En temps normal, les élèves-athlètes commenceraient à pratiquer  plusieurs fois par semaine à l’extérieur dans le cadre du camp de printemps. Ces entraînements sont remplacés par des rencontres vidéo avec les entraîneurs. Le climat d’incertitude sur l’avenir du camp de printemps, mais aussi sur la fin de l’année scolaire, perdure.

Mai arrive. Les joueurs ont habituellement 3 semaines intensives d’entraînement quotidiens et des parties la fin de semaine. Le gouvernement annule la fin d’année scolaire. Le football subira évidemment le même sort. On se croise les doigts pour la saison prévue au mois d’août.

Les mois de juin et de juillet servent à la préparation physique des joueurs en prévision de la saison de football. Cette période est charnière pour renforcir le corps et prévenir les blessures. Considérant que les entraînements ont été annulés une bonne partie de l’hiver, cette période d’une importance cruciale cette année. Dès que le gouvernement a donné son accord pour la tenue d’entraînements, l’organisation des Loups a déployés tous les moyens pour tenir les entraînements en respectant les directives de la santé publique.

C’est le mois d’août, la pandémie s’est calmée au Québec. Football Québec, la fédération qui gère la pratique du football à travers la province, prépare le déconfinement en prévision de la tenue de matchs. Un protocole est mis en place pour assurer la pratique sécuritaire du sport. Les accords nécessaires sont obtenus, le football est relancé ! Les ligues civiles débutent leurs activités. Les ligues scolaires débutent, comme à l’habitude, un peu plus tard, pour s’arrimer avec la rentrée scolaire.

À notre plus grande réjouissance, les ligues civiles débutent leurs matchs et ne semblent pas être des vecteurs de transmission de la COVID-19. La formule mise en place par Football Québec est encourageante pour les équipes scolaires qui débutent leurs entraînements.

Rappelons que le football scolaire est régit par deux entités : Football Québec, qui gère également les ligues civiles, et par le Réseau du sport étudiant (RSEQ) qui gère aussi les ligues collégiales et universitaires.

Football Québec est déjà bien en selle avec le football civil qui tient des rencontres régulières depuis plus d’un mois. Pour le RSEQ, la situation est moins claire.

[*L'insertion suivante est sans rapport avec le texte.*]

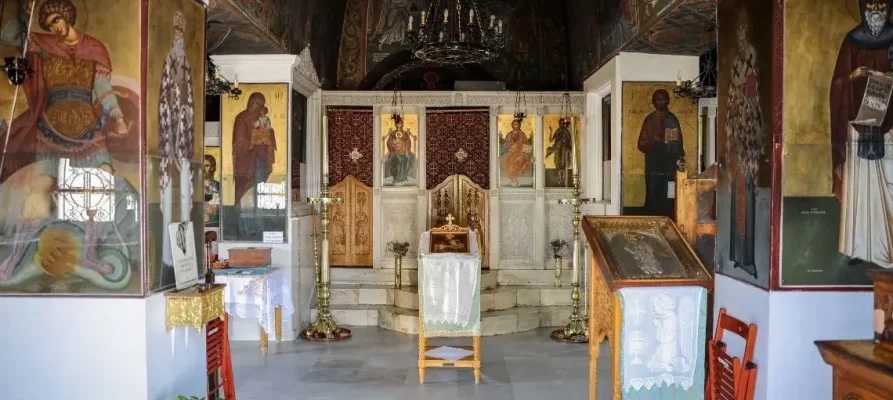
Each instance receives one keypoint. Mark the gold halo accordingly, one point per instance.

Il n’est pas certain que les ligues universitaires, collégiales et scolaires puissent tenir des saisons. Comme il s’agit d’un réseau, ce sont les équipes qui décident. Les équipes acceptent, à la recommandation du RSEQ, d’attendre les constats d’un comité d’experts sur la pratique du football en temps de pandémie. Ainsi, le début du calendrier régulier, normalement prévu à la fin août, est repoussé d’une semaine.

Les équipes pratiquent tout de même tous les jours depuis 3 semaines. Le taux de présence aux pratiques en juin, juillet et août n’a jamais été aussi élevé. Les joueurs s’accrochent à l’espoir de jouer pendant la saison. Ils n’ont pas beaucoup d’occasion de socialiser depuis mars.

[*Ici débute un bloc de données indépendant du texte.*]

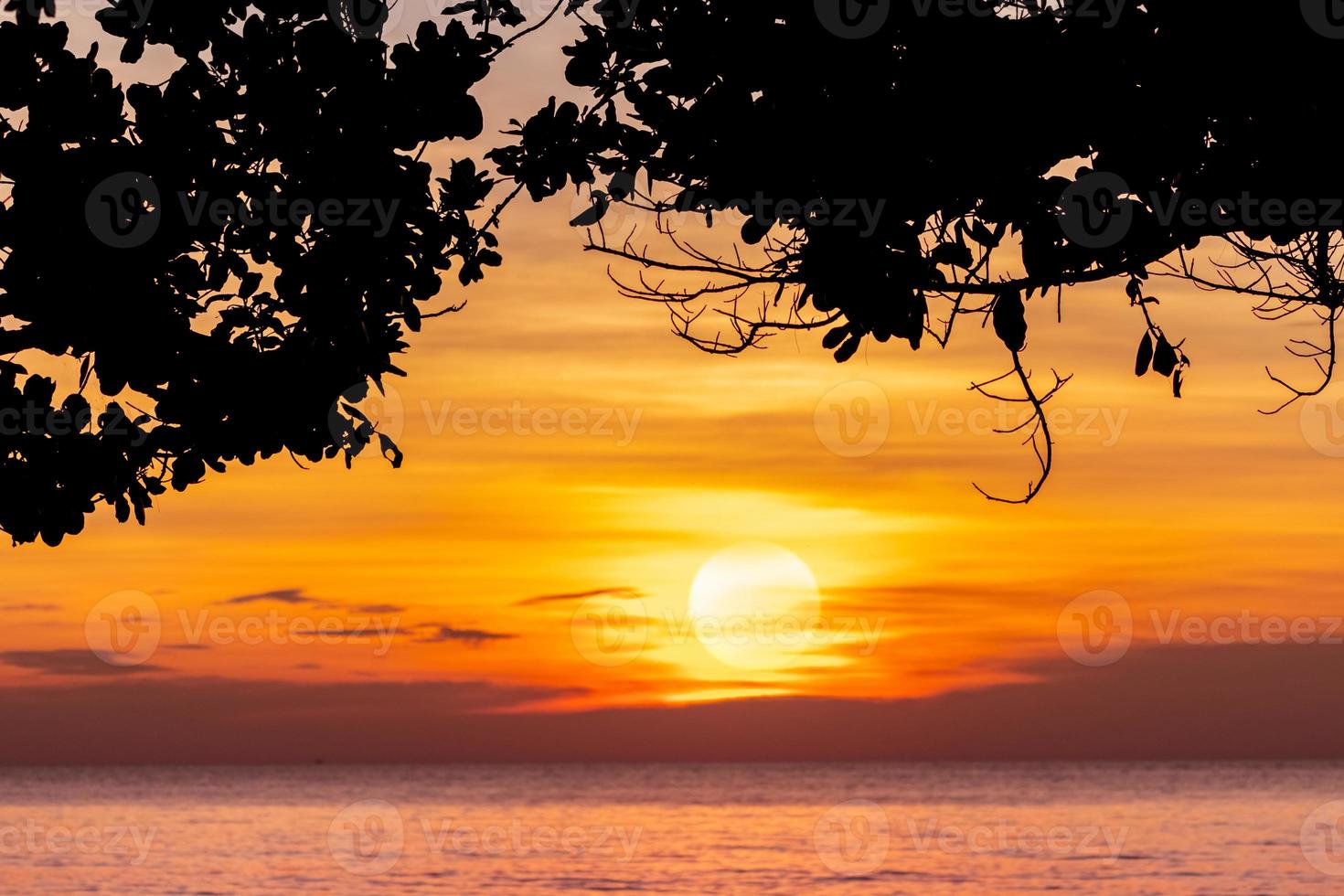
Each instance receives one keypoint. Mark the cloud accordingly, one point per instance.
(379, 609)
(68, 663)
(471, 637)
(280, 595)
(1174, 703)
(302, 597)
(624, 592)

Puis, le 27 août, un premier « blindside » du ministre de l’Éducation, M. Jean-François Roberge. Ce dernier ordonne qu’aucune activité parascolaire ne soit tenue avant le 1er octobre, le temps de bien faire la rentrée scolaire et de tester son concept de bulles-classes. Questionné, il insiste pour mentionner que des activités peuvent être tenues dans le cadre des bulles-classes. À l’école Curé-Antoine-Labelle, les joueurs de l’équipe de football Juvénile se retrouvent dans plus d’une quinzaine de bulles-classes. Peut-on continuer les activités ? Quels joueurs privilégier et quels joueurs laisser de côté pour la tenue des activités ? Choisi-t-on le plus grands nombre de joueur ? Les meilleurs joueurs ? Ceux avec le plus difficultés scolaires ? Ceux qui ont le plus besoin de s’accrocher à l’école ? Ces questions n’ont pas été répondues dans les documents « Questions-Réponses » du ministère.

La décision du ministre amène son lot de déception chez les joueurs, les entraîneurs, mais aussi chez les parents qui voyaient leurs jeunes s’accrocher à un semblant de normalité après des mois d’incertitude et une rentrée scolaire qui s’annonçait des plus particulières avec les bulles-classes, les masques, la distanciation, etc. La décision du ministre est d’autant plus difficile à accepter puisqu’elle est incohérente.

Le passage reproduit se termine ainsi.